Занавес снова поднялся.
Одинокая корчма близ границы. Шнайдерайт вздохнул свободнее. Карл не похож на брата, он рослый, сильный… да и вообще симпатичный малый! При свете чадной масляной коптилки он, чтобы скоротать время, читает за грубо сколоченным столом. Он ждет ответа на письмо, где каялся отцу в своих проказах, ждет в надежде на родительское прощение. Уж верно, не бог весть что натворил. На действительную низость Карл явно не способен.
Зато его товарищ не внушает доверия. Его зовут Шпигельберг, чем-то он напоминает крысу, что-то в нем чувствуется злобное, коварное. К тому же лицо у него поминутно дергается. Шнайдерайту и глядеть на него противно. Зря Моор путается со Шпигельбергом, хоть они и сходятся во взглядах: оба они восстают против духа времени, против хилого века кастратов, против современников, которые падают в обморок, увидев, как режут гуся, и рукоплещут, когда их конкурент обанкротится на бирже… В сущности, совсем неплохо! Жаль только, что им неясен корень зла, заключающийся в феодальных имущественных отношениях, и что они путают следствие с причиной. И все же перед горячностью Карла трудно устоять. Как он вскочил, да швырнул свою шпагу на стол! «Поставьте меня во главе войска таких же молодцов, как я, и Германия станет республикой!» Шнайдерайт захлопал. Сначала, к своему смущению, он хлопал один, но затем к нему присоединился весь зал.
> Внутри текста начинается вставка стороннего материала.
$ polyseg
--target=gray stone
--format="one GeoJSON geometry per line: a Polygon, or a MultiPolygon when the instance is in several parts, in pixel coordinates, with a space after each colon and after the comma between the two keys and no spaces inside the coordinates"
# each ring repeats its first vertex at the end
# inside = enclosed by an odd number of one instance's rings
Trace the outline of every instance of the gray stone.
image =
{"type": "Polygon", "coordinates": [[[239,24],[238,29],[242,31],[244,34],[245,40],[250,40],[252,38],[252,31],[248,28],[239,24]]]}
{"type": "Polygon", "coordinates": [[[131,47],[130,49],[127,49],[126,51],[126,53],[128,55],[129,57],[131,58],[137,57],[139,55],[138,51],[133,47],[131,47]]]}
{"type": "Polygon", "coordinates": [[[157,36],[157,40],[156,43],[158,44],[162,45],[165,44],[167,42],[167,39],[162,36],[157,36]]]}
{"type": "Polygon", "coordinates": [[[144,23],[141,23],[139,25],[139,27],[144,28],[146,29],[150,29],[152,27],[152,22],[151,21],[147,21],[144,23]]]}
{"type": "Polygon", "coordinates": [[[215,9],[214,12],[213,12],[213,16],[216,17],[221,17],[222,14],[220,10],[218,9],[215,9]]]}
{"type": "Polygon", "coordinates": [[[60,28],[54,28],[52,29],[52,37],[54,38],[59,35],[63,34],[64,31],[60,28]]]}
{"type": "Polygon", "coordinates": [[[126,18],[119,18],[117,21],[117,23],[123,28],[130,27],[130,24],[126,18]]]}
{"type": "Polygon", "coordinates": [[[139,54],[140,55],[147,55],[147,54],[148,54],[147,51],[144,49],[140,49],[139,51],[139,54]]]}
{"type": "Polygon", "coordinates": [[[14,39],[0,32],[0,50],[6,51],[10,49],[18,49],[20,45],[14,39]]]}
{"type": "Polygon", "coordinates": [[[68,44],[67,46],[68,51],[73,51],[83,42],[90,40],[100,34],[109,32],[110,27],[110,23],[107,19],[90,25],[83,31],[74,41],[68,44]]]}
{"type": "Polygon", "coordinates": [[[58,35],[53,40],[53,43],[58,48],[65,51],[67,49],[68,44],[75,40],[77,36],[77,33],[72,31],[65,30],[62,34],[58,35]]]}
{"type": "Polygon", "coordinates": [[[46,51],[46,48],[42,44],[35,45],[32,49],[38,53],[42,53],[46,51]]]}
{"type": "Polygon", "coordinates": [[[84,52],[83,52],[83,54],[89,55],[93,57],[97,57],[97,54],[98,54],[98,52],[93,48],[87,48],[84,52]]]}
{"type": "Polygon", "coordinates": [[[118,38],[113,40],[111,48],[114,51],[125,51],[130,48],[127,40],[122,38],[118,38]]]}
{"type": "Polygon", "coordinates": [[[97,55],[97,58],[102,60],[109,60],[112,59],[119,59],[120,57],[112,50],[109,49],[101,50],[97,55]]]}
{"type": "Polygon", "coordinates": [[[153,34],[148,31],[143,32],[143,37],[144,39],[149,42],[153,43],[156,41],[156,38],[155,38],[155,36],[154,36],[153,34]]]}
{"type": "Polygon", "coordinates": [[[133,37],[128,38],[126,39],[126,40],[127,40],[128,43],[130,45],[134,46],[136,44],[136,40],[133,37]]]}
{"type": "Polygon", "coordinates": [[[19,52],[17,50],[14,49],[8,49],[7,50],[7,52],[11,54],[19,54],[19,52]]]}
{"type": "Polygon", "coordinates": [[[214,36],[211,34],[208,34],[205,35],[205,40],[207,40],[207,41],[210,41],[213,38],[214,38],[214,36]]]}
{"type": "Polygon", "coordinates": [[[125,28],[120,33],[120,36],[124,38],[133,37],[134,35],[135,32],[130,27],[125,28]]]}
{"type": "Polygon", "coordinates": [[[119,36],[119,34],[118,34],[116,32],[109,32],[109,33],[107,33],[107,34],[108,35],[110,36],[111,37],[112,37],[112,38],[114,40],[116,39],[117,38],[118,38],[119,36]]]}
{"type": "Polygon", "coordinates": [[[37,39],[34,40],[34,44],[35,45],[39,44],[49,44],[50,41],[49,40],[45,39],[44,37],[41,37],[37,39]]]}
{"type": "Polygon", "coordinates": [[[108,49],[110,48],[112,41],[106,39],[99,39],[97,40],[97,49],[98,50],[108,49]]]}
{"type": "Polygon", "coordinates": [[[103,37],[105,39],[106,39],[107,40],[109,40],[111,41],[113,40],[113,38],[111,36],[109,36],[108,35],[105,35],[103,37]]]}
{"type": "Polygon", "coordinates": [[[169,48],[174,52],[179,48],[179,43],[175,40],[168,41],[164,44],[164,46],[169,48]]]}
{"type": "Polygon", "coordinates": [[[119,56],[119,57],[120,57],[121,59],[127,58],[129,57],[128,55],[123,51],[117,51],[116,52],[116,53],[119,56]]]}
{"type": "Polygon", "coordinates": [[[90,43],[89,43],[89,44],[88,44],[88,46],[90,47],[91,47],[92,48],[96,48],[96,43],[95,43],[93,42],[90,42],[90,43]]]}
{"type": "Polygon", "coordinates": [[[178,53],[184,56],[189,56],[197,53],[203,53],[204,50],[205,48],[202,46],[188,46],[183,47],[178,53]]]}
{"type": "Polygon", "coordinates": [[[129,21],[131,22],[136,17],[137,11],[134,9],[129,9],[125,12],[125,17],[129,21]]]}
Слова Карла расшевелили Шпигельберга, в душе у него пробудились великие мысли, гигантские планы зароились в мозгу… Можно себе представить, что это за планы! К счастью, Моор его не слушает, он ждет почты, он уже видит себя под сенью дедовских рощ и мечтает об Амалии. Это племянница фон Эдельрейх – в списке действующих лиц. Значит, Карл ее любит. Но любит ли она его? Моор ждет отцовского прощения, он и не подозревает, что против него готовится. Шнайдерайту это известно! Но тут в корчму вваливается ватага молодцов, среди них есть подходящие ребята – Швейцер и Роллер, но есть и отвратный тип с мордой висельника, по имени Шустерле, малый под пару Шпигельбергу. Они-то и доставили Моору долгожданный пакет; тот берет его, счастливее нет человека под солнцем; ничего удивительного, ведь он еще не прочел письмо. И вот он его читает. На Шпигельберга – ноль внимания, не слышит и того, что говорят другие. Один как перст, стоит он посреди комнаты, уже сейчас приговоренный к смерти! Письмо выпало у него из рук. Видно, что это сильный, смелый человек, такой один справился бы с целой бандой, а между тем дурацкая интрига кладет его на обе лопатки. Растерянный, беспомощный жест, и он бросается к выходу. Роллер поднял письмо и зашмыгал носом, Швейцер заглядывает ему через плечо. Но вот они обменялись взглядом: а теперь, негодяй, трепещи!
Этой заминкой воспользовался Шпигельберг, настал его час: его мозг, тужившийся в родовых схватках, изверг свою великую идею, свои гигантские планы: планы о разбойничьей шайке в богемских лесах. Шнайдерайт покачал головой: никуда не годная затея! Но Шпигельберг, как истый демагог, отстаивает свой план, и, как истый демагог, имеет успех. Шустерле, тот самый, с рожей висельника, первым выражает согласие, а за ним Рацман и Гримм, а там и Роллер, Швейцер и прочие. Мысль, что свобода тоже должна иметь господина, не вызывает у Шнайдерайта возражений. Жаль только, что свобода по рецепту Шпигельберга весьма походит на анархию и уж, конечно, господином намерен быть он сам. Он не прочь поиграть в Бакунина, это бы ему как раз подошло. Однако его кандидатура не встречает поддержки, никому не охота иметь главарем крысу, каждый думает о Мооре, и верный Швейцер высказывает это вслух.